The Post-Grad Spiral, Election Anxiety, and the Never-Ending Job Search
What actually happens after graduation? After the ceremonies and congratulations, the fancy dinners and last hurrahs? Somewhere along the line, you’re presented with the opportunity to say goodbye to that chapter of your life. It’s not necessarily a graceful transition. You don’t always have a dream job offer, and you aren’t guaranteed your perfect apartment in the city you’ve always wanted to live in. Usually it involves packing up an apartment, several long send-offs, and sometimes tearfully heading to an airport for a flight back to the place you were running from. Five months ago, I had to take a step back and reimagine how I saw this next phase of my life, turning down one opportunity in hopes that one better aligned would come my way.
It’s humbling and comforting to go back home after college. I think that most people I’ve spoken to who are in a similar situation would agree. The job market for young post-grads is truly the worst it’s ever been, and the state of my home country isn’t helping that at all. It’s an odd feeling to be simultaneously concerned about the future of your career and the rights to your own body. After having the privilege to live abroad and witness alternatives to life in America, I was, like many, apprehensive to move back. Although the choice was a combination of lack of other options and a need for re-grounding, I can truthfully say that any other decision would be just as difficult. Instead of guilt for living abroad, I am now faced with the guilt of living at home, away from my friends, the city I love, and the independence I once had. But with that recognition, I can also say that I am rebuilding relationships with my loved ones here, opening myself up to new ones, and taking time to refocus on what I really want to do outside of university. There are many circumstances which affirm to me why coming home was the right choice, many small joys, but there is still an underlying grief that comes with any change. What comforts me most is community, those I know personally and those who also choose to share their experiences in hopes that other twenty-somethings can feel reassured and connected.

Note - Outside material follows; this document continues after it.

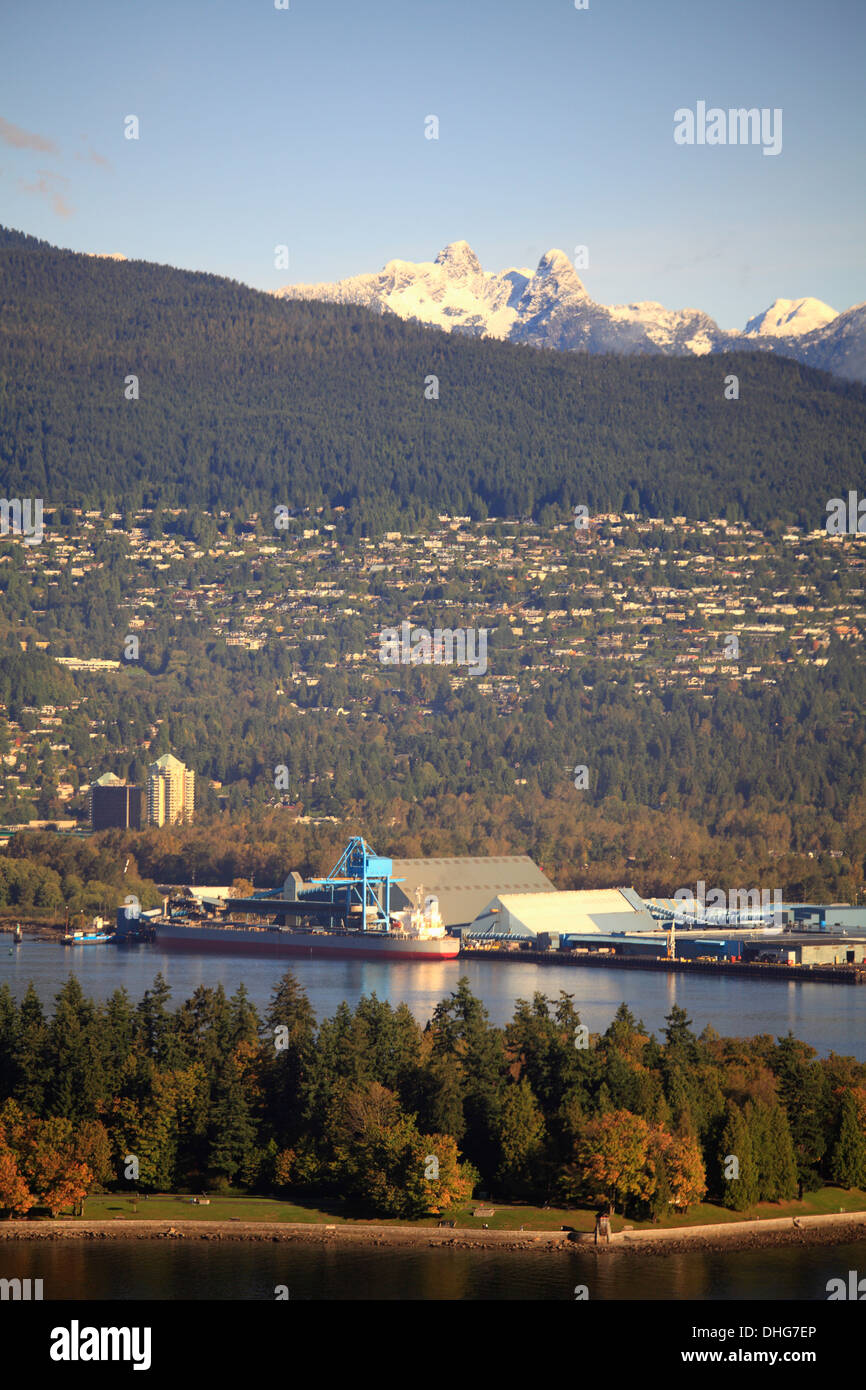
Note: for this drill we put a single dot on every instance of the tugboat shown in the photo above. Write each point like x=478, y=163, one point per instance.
x=96, y=934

I struggle with social media mostly because there is an overarching understanding that humans were never meant to be so easily accessible. Millions of people were never supposed to be able to be reached instantaneously by the tap of a screen, and as a result we don’t have a standard for how to communicate with one another. On the other hand, never before have people had connection in the way we do now. We have platforms for mental health, for disability awareness, for education — essentially for any niche interest you could have — and the benefit of this is that we now, more than ever, feel less alone. As someone who has felt so pessimistic about the future recently, mostly thanks to the never-ending stream of “we unfortunately will not be proceeding forward with your candidacy for this position” in my email, it helps to see others posting about the same experience. Other young professionals hoping to get their foot in the door, trying to work their way up the corporate ladder or even just figure out how to start paying off their student loans. Trying to explain it to those outside our generation can feel ostracizing, even embarrassing, because there’s no perfect way to say “the job market is ruthless and we may never even get Social Security, so is it even worth it?” to someone twenty or thirty years older than you. The conversations that have kept me sane through the post-grad spiral are those with my peers, other students or post-graduates who are attempting the same navigation I am and who reassure me that there is no right or wrong way to figure it all out. There’s no guidebook to adulthood now that we can’t follow the traditional college-job-marriage-kids-retirement pipeline. As much as many of us want to reach these aspirations, we’ve had to reimagine our path to getting there.
I renamed this part of my blog “Growing Pains” because I felt it more accurately described a place where I can include all of the reflections I make not only through my own process, but also through conversations, observations, and experiences. As many may warn you, your twenties are a time where you oscillate through loving and hating yourself, everyone around you, and your decisions. One day you’ll wake up and decide to dye your hair, and the next you’ll be checking your credit card statement and figuring out a payment plan on a new couch. You’ll fight with your parents, but learn to become friends with them, too. You’ll hate getting advice from other people, but it will also be the one thing that keeps you from spiraling over the edge. You’ll fall in love, not just romantically, but also spiritually, platonically, and, eventually, with yourself. You’ll change your mind, your career, your style, your relationship status. You might decide to travel, or to save all of your money, or to splurge on a fancy dinner. You’ll often feel judged, but more likely be feeling comparison rather than scrutiny. We’re all looking at one another for guidance, hoping that we’re not the only ones feeling lost and confused. In case it helps — nobody has it figured out. You’re in a period of your life full of growth, but with that often comes growing pains. As I’ve started to notice, the more we talk about it, the more normalized it is to not have all of the answers. As we collectively navigate the changing environment, politics and all, I find comfort in the idea that I’m not the only one in a near-constant state of anxiety regarding my future. Hopefully my writing about it can make you feel reassured, too.
Welcome to the post-grad chapter of SonderlyBlog, I’m so happy you’re here.